If you had your fill of watching the chalk numbers written on the big slate, you could walk through the marble paved arcade to the staircase leading to the Colonnade Cafeteria, a branch of a chain that also boasted branches in Cleveland, Detroit, Cincinnati, Philadelphia and Houston. Unlike its competitor The Blue Boar, the Colonnade was only open for a light breakfast and lunch. I think that during the Christmas holidays they may have offered a light supper, but very clearly this was a lunch place. Everything they made was the best. Carrot and raisin salad, potato salad, chili, cheese soufflé, meatloaf, hamloaf (you don’t hear of this anymore), pot roast, stewed tomatoes, braunschweiger sandwiches. And the desserts—coffee gelatin with custard sauce; bread pudding, rhubarb tart with custard, Nesselrode and Boston Cream Pie.

In other words, this was no place for dieters, but it was great food. I have recently been able to revisit the Colonnade, closed since 2006, and it was remarkably intact. A few of the mirrors are broken or removed, but all the tables, the kitchen and the cafeteria lines remained in place. Maybe the new owners will be smart and bring it back to its peak.

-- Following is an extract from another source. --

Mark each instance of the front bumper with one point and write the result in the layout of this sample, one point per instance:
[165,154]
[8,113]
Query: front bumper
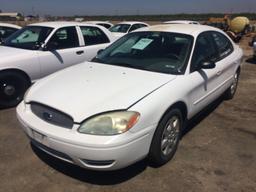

It was more than a bit ironic that within days of the sale of the Starks Building, it’s longtime owner and proprietor, Franklin Starks, passed away at the venerable age of 91. Mr. Starks had the vision in the 1980s to upgrade the arcade and atrium of his building to bring beautiful sunlight into once dim offices. He also enjoyed holding court at a round (or oblong) table in the Colonnade, where his companions included well-known lawyers, judges and so forth.

The understanding and respect for these landmarks gives me great pleasure, as a native Louisvillian. The “100 Percent Corner contains three century-old treasures (the Seelbach Hotel is the third), but the fourth spot, occupied by the Meidinger Tower, represents the failure of vision in our city in the era before Historic Preservation had gained a kind of respectability. Once upon a time that site was occupied by the Atherton Building, home of the Selman’s store, the finest of its kind in the region. (I remember as a child being immensely impressed by the brass sign on its façade: “H.P. Selman Co. – Louisville and Paris.” That was Paris, France, not Kentucky.) It was stupidly razed in 1979 for the non-descript first of Louisville’s Twin Towers.

There is a great deal of concern this week for the demolition of two old buildings on Third Street, between Liberty and Ali. One was a parking garage, unused for most of my life, and an office building that rented motion picture cameras back in the days before home video and computers. They were charming, in their way, but they were neither distinguished nor as promising for our city’s future as the plan for the Omni Hotel, with adjacent grocery store and shops. I’ve been a devoted preservationist all of my life, and I still have on my terrace the floret from the façade of the old Courier-Journal Building, which my wife mysteriously delivered to me for a Father’s Day present in 1989.

Louisville is lucky to have so much of its past being fully in use today. We were a great city in 1862, and in 1912, and we are still in 2015. Happily, I see interest in both new construction and adaptive reuse. Most of all, it gives me pleasure to once again go through the revolving door at Fourth and Muhammad Ali into the place where Stewart’s once existed.

Keith Runyon is a longtime Louisville journalist and former editorial page editor for The Courier-Journal.